Rationale for Obinutuzumab Plus Venetoclax in R/R MCL

Targeting BCL-2 with venetoclax may be an approach to overcoming ibrutinib resistance in patients with MCL, according to the phase I OASIS clinical trial published in Blood. The multicenter, non-randomized study evaluated the safety of obinutuzumab in combination with ibrutinib in the first part of the study, and venetoclax in combination with obinutuzumab and ibrutinib was evaluated in the second part.2

After a median follow-up of 23.5 months for part 1, 8 out of the 9 patients were still alive, and 6 had completed 2 years of treatment and were in a CR. No clinically relevant non-hematological grade 3/4 adverse events (AEs) were observed within the first 3 months of treatment, and 8 grade 3/4 hematologic AEs were reported in 4 patients, including lymphopenia and neutropenia in 4 patients each and thrombocytopenia in 1 patient.

In part 2 of the study, venetoclax was given in 3 different doses in combination with obinutuzumab and ibrutinib. Three patients received 400 mg venetoclax, 3 received 600 mg, and 6 received 800 mg. The median number of prior lines of therapy was 2 (range, 1-3), which included transplant in 8 patients.

The median follow-up was 6.5 months for living patients, and there were no clinically relevant non-hematologic grade 3/4 AEs within the first 3 months of therapy. Overall, 29 grade 3/4 hematologic AEs were observed in 7 patients, which included febrile neutropenia in 1 patient, neutropenia in 4 patients, thrombopenia in 4 patients, anemia in 2 patients, and lymphopenia in 2 patients. Five patients were in CR out of the 9 patients assessed after cycle 6.

No dose-limiting toxicities were observed in the OASIS study, and both combinations appeared well tolerated.
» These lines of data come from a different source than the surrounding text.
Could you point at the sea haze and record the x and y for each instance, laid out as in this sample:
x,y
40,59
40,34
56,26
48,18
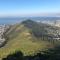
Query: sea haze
x,y
10,20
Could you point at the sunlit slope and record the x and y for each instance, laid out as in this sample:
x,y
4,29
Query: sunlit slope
x,y
20,38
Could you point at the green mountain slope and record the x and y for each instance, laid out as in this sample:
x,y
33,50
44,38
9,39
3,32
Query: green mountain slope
x,y
20,37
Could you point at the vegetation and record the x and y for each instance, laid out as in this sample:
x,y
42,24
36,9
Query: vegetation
x,y
28,37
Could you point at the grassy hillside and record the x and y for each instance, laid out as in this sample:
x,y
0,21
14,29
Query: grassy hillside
x,y
20,38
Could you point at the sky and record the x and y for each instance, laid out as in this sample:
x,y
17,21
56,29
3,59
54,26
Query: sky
x,y
29,8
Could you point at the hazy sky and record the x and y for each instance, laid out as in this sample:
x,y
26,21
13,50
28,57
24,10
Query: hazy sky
x,y
29,7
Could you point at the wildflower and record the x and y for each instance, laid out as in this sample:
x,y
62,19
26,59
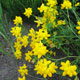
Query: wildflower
x,y
17,45
16,31
18,54
28,12
66,4
23,78
38,21
25,41
23,70
78,23
42,33
28,56
17,20
52,3
61,22
77,4
42,8
39,49
78,27
45,68
68,68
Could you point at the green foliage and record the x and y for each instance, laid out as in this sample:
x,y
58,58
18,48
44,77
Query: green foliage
x,y
4,33
17,7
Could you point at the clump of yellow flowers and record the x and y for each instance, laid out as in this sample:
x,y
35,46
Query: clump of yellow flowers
x,y
66,4
28,12
44,67
68,68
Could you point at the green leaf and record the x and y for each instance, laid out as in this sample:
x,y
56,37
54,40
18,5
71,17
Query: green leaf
x,y
0,12
4,52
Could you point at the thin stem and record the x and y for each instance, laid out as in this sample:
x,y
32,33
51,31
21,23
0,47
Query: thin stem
x,y
70,24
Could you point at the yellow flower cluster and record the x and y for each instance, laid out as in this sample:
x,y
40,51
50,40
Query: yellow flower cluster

Based on these findings and the case study, the combination of venetoclax and obinutuzumab may be a potential treatment approach for patients with MCL who are resistant to ibrutinib. The sustained response observed in the case study remains consistent with findings of obinutuzumab plus venetoclax.1


  1. Zhou Z, Steinhardt MJ, Düll J, et al. Obinutuzumab and venetoclax induced complete remission in a patient with ibrutinib-resistant non-nodal leukemic mantle cell lymphoma. Eur J Haematol.2020; 104: 352-355. DOI: 10.1111/ejh.13382.
  2. Le Gouill S, Morschhauser F, Bouabdallah K, et al. Ibrutinib plus obinutuzumab and venetoclax in relapsed/refractory mantle cells lymphoma patients, results of the OASIS phase I clinical trial. Blood. 2018; 132 (supp 1): 4158. DOI: 10.1182/blood-2018-99-11377.